立て続けの二体撃破の勢いに乗るように他の二人もそれぞれフォルネルと交戦を開始し、残る一体を零が相手取った。ヴァレリーのゲレイドは、交戦中の三体が隙を狙われぬよう零と反対側の端に陣取る。ファントムによって増強される未来予知(プレコグニシヨン)も機体性能も格段に勝る相手に零は隙を見出そうと防戦に回りながら、架空頭脳空間(オルタナ・スペース)と目縁の端でヴァレリーのゲレイドを捉えながら先ほどの戦闘を反芻する。


――ソルダ位階第四位ダイアモンド。第一エクエスの軍団長どころか軍団群長が十分務まる位階。殆ど初陣だろうによくやる。これなら。

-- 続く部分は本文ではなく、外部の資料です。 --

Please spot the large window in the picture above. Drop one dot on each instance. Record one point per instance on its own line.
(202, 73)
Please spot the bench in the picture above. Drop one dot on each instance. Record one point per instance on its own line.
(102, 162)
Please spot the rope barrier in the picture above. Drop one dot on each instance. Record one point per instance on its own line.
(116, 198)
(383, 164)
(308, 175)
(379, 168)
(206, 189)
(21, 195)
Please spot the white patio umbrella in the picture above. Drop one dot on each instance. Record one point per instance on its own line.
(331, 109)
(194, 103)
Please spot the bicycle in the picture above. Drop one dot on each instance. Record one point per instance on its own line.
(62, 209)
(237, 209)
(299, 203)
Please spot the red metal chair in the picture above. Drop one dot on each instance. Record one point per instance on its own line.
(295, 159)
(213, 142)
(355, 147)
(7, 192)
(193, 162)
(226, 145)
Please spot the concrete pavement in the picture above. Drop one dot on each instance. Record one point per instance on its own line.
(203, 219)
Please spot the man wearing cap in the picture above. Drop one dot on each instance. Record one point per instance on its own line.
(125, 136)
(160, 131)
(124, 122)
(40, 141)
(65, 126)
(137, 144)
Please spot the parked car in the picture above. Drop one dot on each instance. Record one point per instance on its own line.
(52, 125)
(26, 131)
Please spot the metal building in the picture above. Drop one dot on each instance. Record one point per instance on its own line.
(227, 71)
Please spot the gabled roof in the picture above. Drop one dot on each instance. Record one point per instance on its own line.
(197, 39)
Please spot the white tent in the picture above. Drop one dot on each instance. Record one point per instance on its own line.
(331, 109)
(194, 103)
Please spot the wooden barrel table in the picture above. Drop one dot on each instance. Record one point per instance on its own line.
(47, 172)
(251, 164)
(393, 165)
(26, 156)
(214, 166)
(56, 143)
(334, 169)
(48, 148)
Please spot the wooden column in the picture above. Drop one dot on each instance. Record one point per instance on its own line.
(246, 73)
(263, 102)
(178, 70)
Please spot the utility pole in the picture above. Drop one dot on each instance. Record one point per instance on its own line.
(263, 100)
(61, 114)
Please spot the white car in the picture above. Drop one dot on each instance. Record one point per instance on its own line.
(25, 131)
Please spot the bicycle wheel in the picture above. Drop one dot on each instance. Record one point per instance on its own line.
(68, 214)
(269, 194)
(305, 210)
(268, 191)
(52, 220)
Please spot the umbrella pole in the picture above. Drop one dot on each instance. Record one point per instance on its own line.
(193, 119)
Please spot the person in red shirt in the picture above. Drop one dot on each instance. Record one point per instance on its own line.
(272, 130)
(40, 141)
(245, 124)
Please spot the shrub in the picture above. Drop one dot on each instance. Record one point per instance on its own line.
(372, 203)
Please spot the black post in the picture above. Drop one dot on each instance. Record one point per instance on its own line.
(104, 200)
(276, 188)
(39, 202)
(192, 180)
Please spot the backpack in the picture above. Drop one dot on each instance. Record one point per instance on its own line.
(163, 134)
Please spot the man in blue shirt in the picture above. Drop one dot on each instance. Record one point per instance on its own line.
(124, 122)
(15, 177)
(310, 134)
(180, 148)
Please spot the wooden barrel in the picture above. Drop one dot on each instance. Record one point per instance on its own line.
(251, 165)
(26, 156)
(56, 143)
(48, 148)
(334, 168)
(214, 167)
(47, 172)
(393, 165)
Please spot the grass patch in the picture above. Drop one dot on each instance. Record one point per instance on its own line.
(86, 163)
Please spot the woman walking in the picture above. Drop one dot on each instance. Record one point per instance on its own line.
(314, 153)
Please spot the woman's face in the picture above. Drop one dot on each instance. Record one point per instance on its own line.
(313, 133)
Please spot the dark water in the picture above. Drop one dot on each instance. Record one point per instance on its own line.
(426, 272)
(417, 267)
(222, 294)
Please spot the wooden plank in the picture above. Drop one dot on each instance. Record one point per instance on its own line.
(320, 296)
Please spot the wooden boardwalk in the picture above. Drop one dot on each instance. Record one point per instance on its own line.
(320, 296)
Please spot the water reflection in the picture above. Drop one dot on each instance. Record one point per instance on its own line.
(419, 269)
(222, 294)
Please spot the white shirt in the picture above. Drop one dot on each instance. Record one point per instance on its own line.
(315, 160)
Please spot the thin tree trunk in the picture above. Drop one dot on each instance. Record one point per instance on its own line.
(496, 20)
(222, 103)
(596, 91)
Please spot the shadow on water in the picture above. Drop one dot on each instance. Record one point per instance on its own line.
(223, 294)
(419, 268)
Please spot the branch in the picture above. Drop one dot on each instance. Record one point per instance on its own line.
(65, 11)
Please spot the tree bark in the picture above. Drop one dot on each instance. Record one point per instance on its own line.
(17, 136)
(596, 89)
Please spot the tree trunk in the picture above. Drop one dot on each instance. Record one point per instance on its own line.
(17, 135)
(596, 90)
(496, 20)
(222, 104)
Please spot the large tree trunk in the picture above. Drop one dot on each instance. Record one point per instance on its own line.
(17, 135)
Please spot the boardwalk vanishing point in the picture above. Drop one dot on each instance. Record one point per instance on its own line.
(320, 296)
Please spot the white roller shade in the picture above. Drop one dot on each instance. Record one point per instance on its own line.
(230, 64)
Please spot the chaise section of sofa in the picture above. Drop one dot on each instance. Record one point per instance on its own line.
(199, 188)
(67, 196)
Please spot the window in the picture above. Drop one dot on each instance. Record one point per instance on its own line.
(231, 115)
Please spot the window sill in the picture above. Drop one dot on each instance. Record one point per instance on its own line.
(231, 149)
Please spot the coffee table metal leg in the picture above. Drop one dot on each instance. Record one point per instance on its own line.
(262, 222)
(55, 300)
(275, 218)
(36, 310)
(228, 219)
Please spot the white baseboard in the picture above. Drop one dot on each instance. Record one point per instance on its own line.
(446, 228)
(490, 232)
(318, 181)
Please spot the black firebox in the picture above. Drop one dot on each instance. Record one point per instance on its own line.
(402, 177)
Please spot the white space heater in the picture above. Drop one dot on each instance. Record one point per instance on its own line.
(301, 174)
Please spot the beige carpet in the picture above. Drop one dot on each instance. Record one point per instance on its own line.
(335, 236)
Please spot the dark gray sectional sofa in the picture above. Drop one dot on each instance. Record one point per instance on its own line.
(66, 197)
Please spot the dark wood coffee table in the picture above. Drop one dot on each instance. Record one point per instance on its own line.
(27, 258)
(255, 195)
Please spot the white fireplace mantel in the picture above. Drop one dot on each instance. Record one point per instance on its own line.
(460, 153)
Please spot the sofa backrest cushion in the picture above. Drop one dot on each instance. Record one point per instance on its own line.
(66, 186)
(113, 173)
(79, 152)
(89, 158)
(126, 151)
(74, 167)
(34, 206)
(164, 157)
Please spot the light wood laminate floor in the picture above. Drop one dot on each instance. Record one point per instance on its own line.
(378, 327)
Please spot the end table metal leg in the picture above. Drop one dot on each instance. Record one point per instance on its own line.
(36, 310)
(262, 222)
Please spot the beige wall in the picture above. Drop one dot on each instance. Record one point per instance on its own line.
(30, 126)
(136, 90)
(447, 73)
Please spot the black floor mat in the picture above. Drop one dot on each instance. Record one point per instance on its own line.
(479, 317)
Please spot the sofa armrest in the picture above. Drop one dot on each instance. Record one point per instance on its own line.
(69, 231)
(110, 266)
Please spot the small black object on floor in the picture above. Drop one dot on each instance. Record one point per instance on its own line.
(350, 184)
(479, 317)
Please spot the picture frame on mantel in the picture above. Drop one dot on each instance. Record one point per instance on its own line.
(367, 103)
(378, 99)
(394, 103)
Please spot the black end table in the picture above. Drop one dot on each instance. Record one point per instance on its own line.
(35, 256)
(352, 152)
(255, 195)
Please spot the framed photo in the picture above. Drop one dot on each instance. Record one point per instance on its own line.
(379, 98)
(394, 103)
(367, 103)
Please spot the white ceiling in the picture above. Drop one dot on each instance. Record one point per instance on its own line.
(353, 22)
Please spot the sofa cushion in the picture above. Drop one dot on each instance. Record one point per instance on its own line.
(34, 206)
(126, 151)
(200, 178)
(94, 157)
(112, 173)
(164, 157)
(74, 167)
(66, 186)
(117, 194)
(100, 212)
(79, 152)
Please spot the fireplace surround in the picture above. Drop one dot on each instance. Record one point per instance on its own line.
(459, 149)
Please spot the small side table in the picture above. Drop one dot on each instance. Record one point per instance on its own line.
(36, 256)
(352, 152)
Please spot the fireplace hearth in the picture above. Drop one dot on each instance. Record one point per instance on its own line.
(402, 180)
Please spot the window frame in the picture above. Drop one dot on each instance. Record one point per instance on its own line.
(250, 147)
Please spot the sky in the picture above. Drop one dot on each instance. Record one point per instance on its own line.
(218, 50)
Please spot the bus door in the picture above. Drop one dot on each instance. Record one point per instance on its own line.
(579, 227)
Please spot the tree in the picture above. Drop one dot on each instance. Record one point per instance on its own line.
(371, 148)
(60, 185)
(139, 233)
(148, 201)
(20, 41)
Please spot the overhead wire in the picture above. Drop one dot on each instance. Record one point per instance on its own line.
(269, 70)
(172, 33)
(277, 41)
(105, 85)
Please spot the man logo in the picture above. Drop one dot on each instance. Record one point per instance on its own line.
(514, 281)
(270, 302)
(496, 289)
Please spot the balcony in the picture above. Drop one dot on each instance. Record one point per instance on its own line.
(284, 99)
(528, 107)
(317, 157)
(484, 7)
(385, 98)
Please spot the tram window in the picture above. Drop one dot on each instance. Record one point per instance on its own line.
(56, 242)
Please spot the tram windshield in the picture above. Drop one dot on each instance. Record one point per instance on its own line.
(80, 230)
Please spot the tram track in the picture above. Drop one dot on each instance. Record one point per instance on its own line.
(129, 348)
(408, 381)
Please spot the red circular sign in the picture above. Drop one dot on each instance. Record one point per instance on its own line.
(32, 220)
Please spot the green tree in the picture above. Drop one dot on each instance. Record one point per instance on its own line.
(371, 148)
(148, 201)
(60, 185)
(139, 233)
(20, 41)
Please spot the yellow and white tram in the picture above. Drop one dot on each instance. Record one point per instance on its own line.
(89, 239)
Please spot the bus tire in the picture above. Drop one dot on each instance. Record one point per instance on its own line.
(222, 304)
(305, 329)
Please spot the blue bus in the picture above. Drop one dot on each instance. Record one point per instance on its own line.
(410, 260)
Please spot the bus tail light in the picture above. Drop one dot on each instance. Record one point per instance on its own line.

相手取る中隊の残る二小隊の動きに注意を払いつつ零は、赤い輝きを刃に宿すバトルアクスを硬化型ラウンドシールドで捌きつつ情報感覚共有(iss)リンクシステムに思考を走らせる。


【ヴァレリー、俺がこいつを倒したら二人を率いてくれ】


【え? わたしじゃ、零は勿論他の隊を率いているサブリナやリザーランド卿にリュトヴッツ卿にはとてもじゃないけど及ばないわ】


人形(プーパ)で、ボーア相手に連続戦闘は無理がある。俺は敵の隙を見計らって戦闘に参加する】


【……そういうことなら。分かったわ。小隊はわたしが預かるわ。けど、わたしはグラディアートでの実戦は初めてで、この数のフォルネルを駆るボーア相手にどれだけやれるか。何かあったら、サポート頼むわよ】


【分かってる】


光粒子(フォトン)エッジ式ブレードを何気なく零はゲレイドに振るわせ、フォルネルがバトルアクスで打ち払おうとしたとき――恐らく未来予知(プレコグニシヨン)による判断だろう――敵は躊躇うような迷いを生じさせたが、もう遅い。夜空の双眸が怪しく輝いた。光粒子(フォトン)エッジ式ブレードと打ち合わされる筈だったバトルアクスが空を切ったのだ。零が得意とする妖剣。一種の幻術じみた技で、得物を打ち合わせたと思ったとき、擦り抜けるのだ。だが、特にこれは秘超理力(スーパーフォース)を用いたソルダ技などではなく零の剣技のなせる技だ。怪しいまでに熟達した技が、見せる幻。刃が打ち合わされる直前、急激に、しかし、流れるように軌道を変えているのだ。惜しむらくは、それ以上の零がこれまで編んできたグラディアート戦技を使えぬこと。人形(プーパ)であるエイラが対応出来ず、制御不能に陥らせてしまう。今の技とて、毫ほどの間ではあるが神速を課しているのだ。


圧倒的に生じた隙。未来予知(プレコグニシヨン)で体感によりある程度この事態を掴んでいたのだろうが、対応など許さぬ零の絶技に為す術がなかった。零はゲレイドに光粒子(フォトン)エッジ式ブレードを、フォルネルの腹部と胸部の継ぎ目に突き入れさせた。沈黙。


ヴァレリーのゲレイドも他小隊のフォルネルを撃破し、少し離れて同中隊左翼小隊を難なく相手取るリュトヴィッツ小隊を確認し零は自隊の二人のフォローへと回った。